Dottor Passera, se ci sono due cose che a torto o a ragione gli italiani oggi detestano sono i banchieri e il governo Monti: lei le riassume entrambe, sicuro di avere il profilo giusto per rappresentare la metà del Paese?

«Eviterei di parlare per categorie. Rivendico i miei dieci anni di banca sui trenta di lavoro: se tutte le grandi banche fossero state gestite come io ho gestito Banca Intesa, ci saremmo risparmiati la crisi finanziaria. Ma altrettanto importante è stata l’esperienza in Poste, dove credo di aver dimostrato che è possibile ridare efficienza e dignità al pubblico impiego».
E il governo Monti?
«Ne ho condiviso la prima fase, quella delle riforme che evitarono il commissariamento dell’Italia. Non ho condiviso la riforma del lavoro, non ho apprezzato la mancanza di coraggio sullo sviluppo».
Considerando che lei era ministro dello Sviluppo...
«Guardi che vado orgoglioso di quel che ho fatto: una strategia energetica nazionale, norme per facilitare le start up, l’apertura del mercato del credito con i minibond, lo sblocco e il finanziamento di 50 miliardi di cantieri...».
La sua iniziativa evoca la scesa in campo di Monti e il vorrei ma non posso di Montezemolo.





«No, guardi, a suo tempo rifiutai il ruolo di coordinatore di Scelta civica proprio perché Monti, Montezemolo, Fini e Casini ebbero paura di creare qualcosa di nuovo preferendo invece sommare quel che di vecchio già c’era. Il mio progetto è diverso».
Se l’offerta politica non muterà, dovrà allearsi con chi c’è.
«Lo escludo: non si fa il nuovo con il vecchio. Ho fatto un giro d’Italia in 30 tappe per ascoltare i problemi del Paese e metterne in luce le molte eccellenze, il 14 lanceremo un programma che nei sei mesi successivi sarà valutato e corretto dagli italiani attraverso i media civici. Mi rivolgo alla nazione, non al ceto politico: a decidere del nostro futuro saranno gli elettori».
Lei è un bipolarista?
«Sì, ma il bipolarismo va costruito escludendo la sinistra ideologica e la destra xenofoba».
Di là c’è Renzi, politico puro e giovane...





«Capisco dove vuole arrivare, ma dissento: se leader e programmi si assomigliassero, che senso avrebbe il bipolarismo?
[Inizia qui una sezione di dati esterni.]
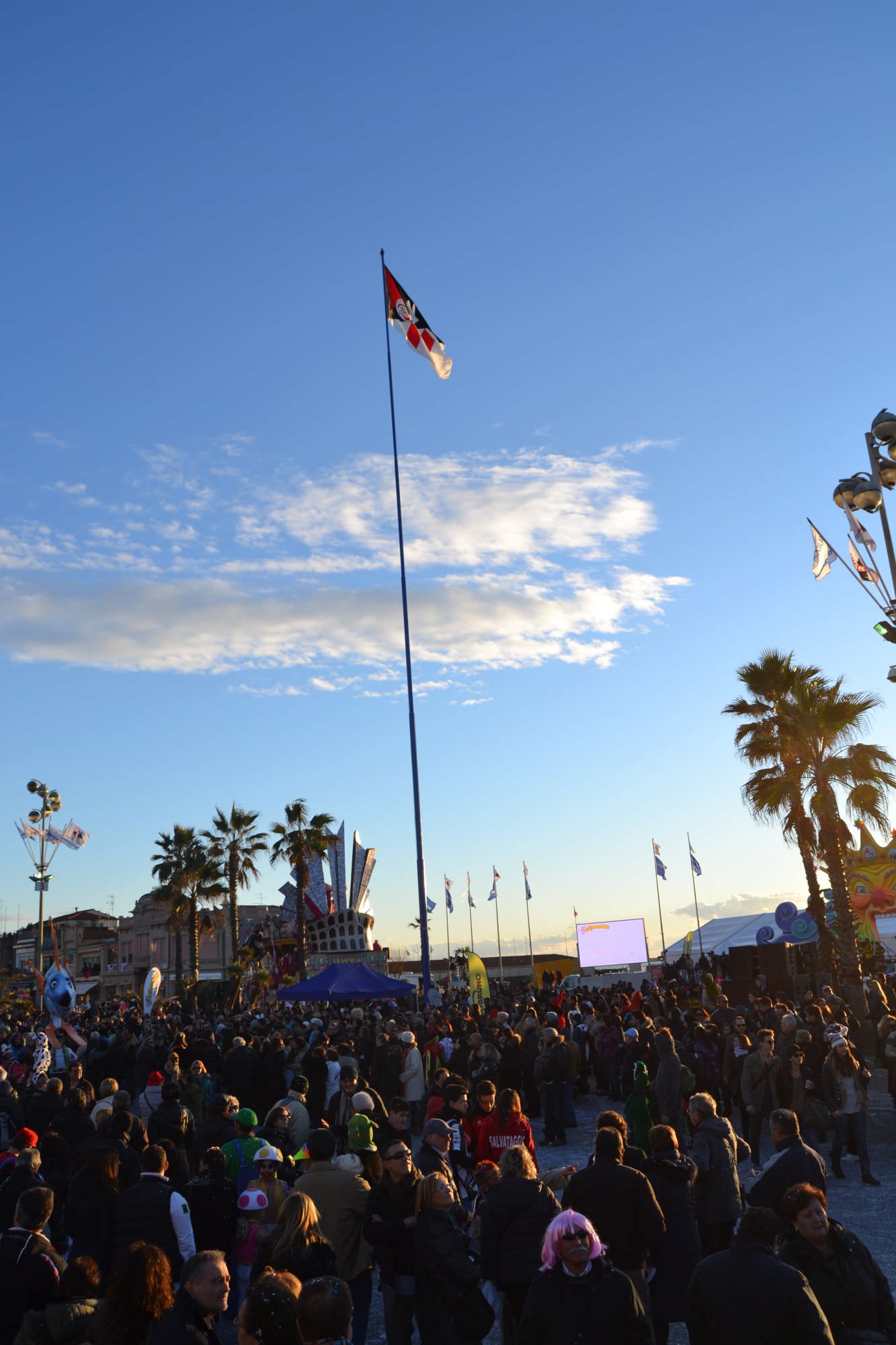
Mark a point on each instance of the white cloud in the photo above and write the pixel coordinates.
(743, 905)
(279, 689)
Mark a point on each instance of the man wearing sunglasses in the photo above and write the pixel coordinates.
(389, 1229)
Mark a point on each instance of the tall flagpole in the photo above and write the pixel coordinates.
(659, 907)
(494, 884)
(421, 872)
(693, 883)
(528, 925)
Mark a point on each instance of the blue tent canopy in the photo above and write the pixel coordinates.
(348, 981)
Preferisco distinguermi dai populismi. L’alleanza Berlusconi-Lega testimonia la debolezza del primo ed è a tutto vantaggio della seconda, il Nuovo centrodestra è asservito al governo Renzi... Mi pare che lo spazio ci sia e che sia enorme».
Perché un noto e strapagato manager come lei insiste nel cercare un ruolo politico?
«Chi mi conosce non si sorprende. I miei genitori mi hanno insegnato che oltre alla famiglia e all’impresa c’è la comunità: amo l’Italia e credo di avere l’esperienza necessaria ad evitare un futuro di poverà al nostro Paese».